Prediction and screening of continuous B-cell epitopes
The immunodominant linear B-cell epitopes of the selected SRS proteins were predicted using various servers in a multi-method approach. For this aim, BepiPred v2.0 (https://services.healthtech.dtu.dk/service.php?BepiPred-2.0) (Jespersen et al. 2017), BCEPS (http://imbio.med.ucm.es/bceps/) (Ras-Carmona et al. 2021), ABCpred (http://crdd.osdd.net/raghava/abcpred/) (Saha and Raghava 2007) and SVMTriP (http://sysbio.unl.edu/SVMTriP/) (Yao et al. 2020) web servers were utilized and shared linear B-cell epitopes were determined. Subsequently, these epitopes were screened in terms of antigenicity, allergenicity and solubility using VaxiJen v2.0 (http://www.ddg-pharmfac.net/vaxijen/VaxiJen/VaxiJen.html), AllergenFP v1.0 (https://ddg-pharmfac.net/AllergenFP/) and PepCalc (https://pepcalc.com/) servers, respectively. Of each protein, only one highly antigenic, soluble and non-allergenic epitope was chosen to be included in the final vaccine construct.
Prediction of human major histocompatibility complex (MHC)-binding epitopes
In order to predict human CD8+ T-cell epitopes from the tachyzoite-specific SRS proteins, the MHC-I binding prediction tool of the Immune Epitope Database (IEDB) server was used (http://tools.iedb.org/mhci/). The prediction method was IEDB recommended method 2020.09 (NetMHCpan EL 4.1) with selecting HLA allele reference set option. Finally, top ten 9-mer epitopes having lower percentile ranks were selected for further screening regarding antigenicity and allergenicity using VaxiJen v2.0 and AllerTOP v2.0 (https://www.ddg-pharmfac.net/AllerTOP/), respectively. Ultimately, two antigenic, non-allergenic epitopes having higher affinity to human MHC-I alleles were selected from each protein for vaccine construction.
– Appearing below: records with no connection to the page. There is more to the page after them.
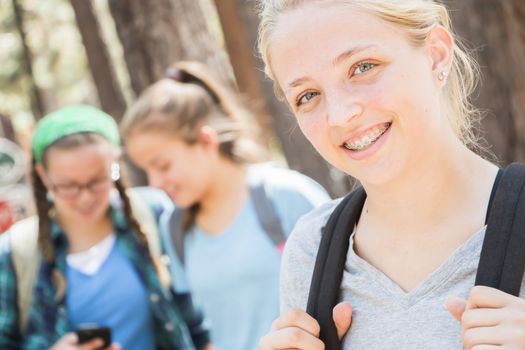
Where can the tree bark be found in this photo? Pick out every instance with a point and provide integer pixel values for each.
(243, 61)
(495, 30)
(109, 92)
(299, 153)
(154, 34)
(36, 101)
(6, 129)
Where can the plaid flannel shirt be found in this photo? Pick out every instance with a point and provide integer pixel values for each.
(178, 324)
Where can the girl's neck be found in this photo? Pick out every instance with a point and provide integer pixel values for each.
(224, 199)
(84, 235)
(440, 188)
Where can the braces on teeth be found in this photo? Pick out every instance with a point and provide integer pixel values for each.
(365, 141)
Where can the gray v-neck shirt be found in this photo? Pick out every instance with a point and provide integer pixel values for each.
(384, 316)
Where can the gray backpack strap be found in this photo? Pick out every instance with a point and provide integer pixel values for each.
(26, 260)
(177, 234)
(266, 212)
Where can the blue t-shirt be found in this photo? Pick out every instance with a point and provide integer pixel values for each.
(235, 275)
(124, 309)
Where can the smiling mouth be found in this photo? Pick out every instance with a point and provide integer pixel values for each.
(366, 140)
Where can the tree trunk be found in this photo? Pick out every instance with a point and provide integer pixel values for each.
(6, 129)
(494, 29)
(36, 101)
(243, 61)
(154, 34)
(299, 154)
(109, 92)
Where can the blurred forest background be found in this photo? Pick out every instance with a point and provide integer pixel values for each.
(105, 52)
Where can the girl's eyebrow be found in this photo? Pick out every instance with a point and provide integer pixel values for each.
(341, 57)
(349, 53)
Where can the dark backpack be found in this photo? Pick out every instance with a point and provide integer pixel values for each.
(501, 264)
(264, 208)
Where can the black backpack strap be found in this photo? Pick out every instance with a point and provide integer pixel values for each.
(502, 260)
(177, 233)
(329, 265)
(266, 212)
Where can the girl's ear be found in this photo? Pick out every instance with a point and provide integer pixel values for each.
(441, 48)
(208, 137)
(39, 168)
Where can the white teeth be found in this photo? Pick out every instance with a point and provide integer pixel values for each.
(366, 140)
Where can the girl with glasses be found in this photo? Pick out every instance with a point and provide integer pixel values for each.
(93, 249)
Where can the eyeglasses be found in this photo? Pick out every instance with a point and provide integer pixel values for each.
(73, 190)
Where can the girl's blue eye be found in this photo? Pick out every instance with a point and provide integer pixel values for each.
(363, 67)
(306, 97)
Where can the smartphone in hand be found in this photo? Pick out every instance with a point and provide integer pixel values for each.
(87, 332)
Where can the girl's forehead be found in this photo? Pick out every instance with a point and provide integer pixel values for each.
(85, 157)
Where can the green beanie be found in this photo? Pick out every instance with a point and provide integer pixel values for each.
(71, 120)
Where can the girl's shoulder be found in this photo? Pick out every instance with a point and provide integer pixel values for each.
(306, 235)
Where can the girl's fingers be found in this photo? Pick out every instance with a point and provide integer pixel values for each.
(482, 318)
(298, 319)
(483, 336)
(290, 338)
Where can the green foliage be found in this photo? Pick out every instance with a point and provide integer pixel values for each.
(59, 62)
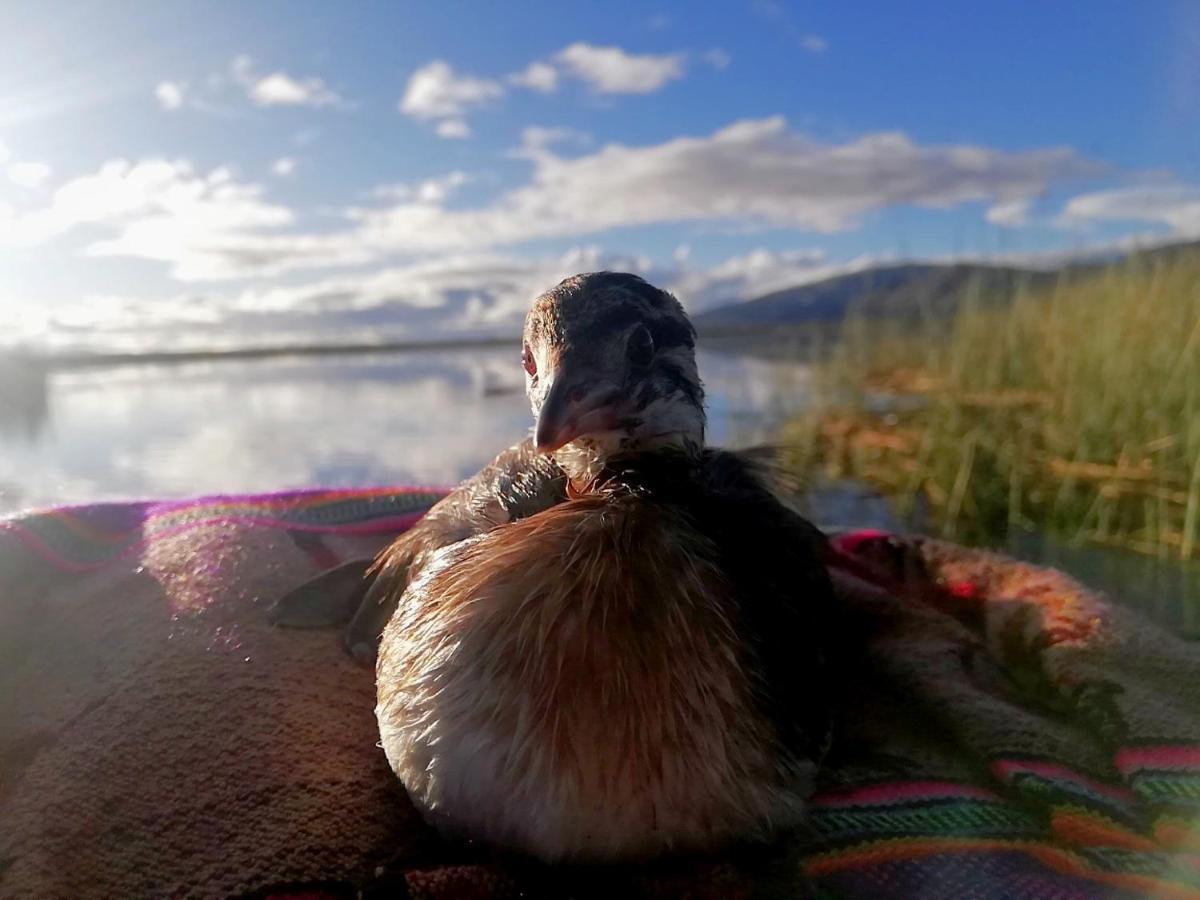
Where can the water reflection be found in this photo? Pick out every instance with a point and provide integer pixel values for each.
(23, 397)
(429, 417)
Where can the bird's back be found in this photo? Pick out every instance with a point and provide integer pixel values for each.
(589, 682)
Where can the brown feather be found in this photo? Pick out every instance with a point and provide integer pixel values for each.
(573, 685)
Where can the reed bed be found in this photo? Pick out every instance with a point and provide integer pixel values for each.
(1073, 411)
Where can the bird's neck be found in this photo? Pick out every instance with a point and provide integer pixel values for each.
(586, 459)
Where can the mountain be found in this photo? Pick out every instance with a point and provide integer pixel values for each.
(910, 291)
(906, 291)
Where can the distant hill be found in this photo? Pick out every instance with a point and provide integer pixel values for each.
(906, 291)
(903, 292)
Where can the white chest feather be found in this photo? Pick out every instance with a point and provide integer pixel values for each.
(573, 687)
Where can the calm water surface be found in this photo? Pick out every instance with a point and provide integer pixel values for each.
(429, 418)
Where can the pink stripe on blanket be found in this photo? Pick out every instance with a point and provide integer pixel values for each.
(376, 526)
(1158, 757)
(903, 792)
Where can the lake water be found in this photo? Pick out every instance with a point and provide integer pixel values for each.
(417, 417)
(429, 418)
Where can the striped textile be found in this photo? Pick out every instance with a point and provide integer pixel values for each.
(1007, 732)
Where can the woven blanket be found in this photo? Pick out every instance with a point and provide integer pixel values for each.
(1007, 732)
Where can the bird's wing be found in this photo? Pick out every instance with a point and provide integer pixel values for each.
(775, 558)
(516, 484)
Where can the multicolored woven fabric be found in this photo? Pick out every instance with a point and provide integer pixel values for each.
(1007, 732)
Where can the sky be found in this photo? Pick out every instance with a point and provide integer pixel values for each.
(180, 174)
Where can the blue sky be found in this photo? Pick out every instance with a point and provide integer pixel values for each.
(184, 173)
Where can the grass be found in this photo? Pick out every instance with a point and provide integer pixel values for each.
(1073, 411)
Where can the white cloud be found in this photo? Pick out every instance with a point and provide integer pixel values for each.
(611, 70)
(436, 91)
(1011, 214)
(203, 225)
(169, 95)
(750, 174)
(281, 89)
(29, 174)
(540, 77)
(753, 172)
(432, 191)
(453, 129)
(1174, 205)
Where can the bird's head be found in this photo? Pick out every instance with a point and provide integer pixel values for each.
(611, 367)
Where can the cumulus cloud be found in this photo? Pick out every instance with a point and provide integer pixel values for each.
(29, 174)
(1011, 214)
(282, 89)
(753, 172)
(453, 129)
(448, 295)
(169, 95)
(750, 174)
(1174, 205)
(436, 93)
(540, 77)
(611, 70)
(204, 225)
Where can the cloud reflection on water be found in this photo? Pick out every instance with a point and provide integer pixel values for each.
(430, 417)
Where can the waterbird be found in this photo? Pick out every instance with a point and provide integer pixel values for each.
(611, 642)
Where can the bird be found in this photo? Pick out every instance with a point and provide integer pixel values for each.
(610, 645)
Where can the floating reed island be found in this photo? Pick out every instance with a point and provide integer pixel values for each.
(1072, 409)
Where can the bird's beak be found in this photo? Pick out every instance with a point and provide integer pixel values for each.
(571, 412)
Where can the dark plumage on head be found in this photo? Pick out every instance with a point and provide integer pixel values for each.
(611, 367)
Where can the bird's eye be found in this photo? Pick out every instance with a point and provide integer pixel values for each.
(640, 348)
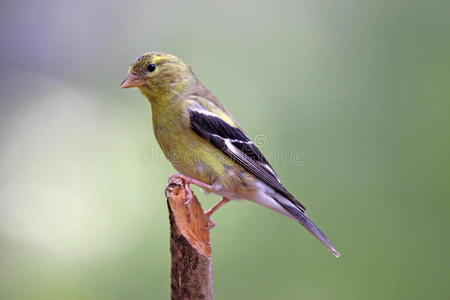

Engineering and assemblage of the multimeric vaccine construct
Based on the outputs of the immunoinformatics epitope analysis, the selected immunodominant regions of Toxoplasma SRS proteins were connected together using specific linkers, so that GPGPG was used for B-cell epitopes, while AAY was employed to connect T-cell epitopes. In this study, four vaccine adjuvants were evaluated, including Mycobacterial heparin-binding hemagglutinin (HBHA), human high mobility group box protein 1 (HMGB1), Human Interferon gamma (IFN-γ) and Brucella abortus Omp16. The adjuvant yielding higher vaccine antigenicity and solubility was human HMGB1, which was embedded in the N-terminal of the vaccine using EAAAK spacer. Moreover, a 6 × His tag was added to the C-terminal of the designed vaccine sequence for purification purposes.
Physico-chemical features of the vaccine construct
The basic physico-chemical properties of the designed vaccine construct was evaluated using ExPASy ProtParam web tool, available at https://web.expasy.org/protparam/, which predicts the molecular weight (MW), speculated isoelectric pH, extinction coefficient, estimated half-life, instability index, aliphatic index and the grand average of hydropathicity (GRAVY) score (Gasteiger et al. 2005).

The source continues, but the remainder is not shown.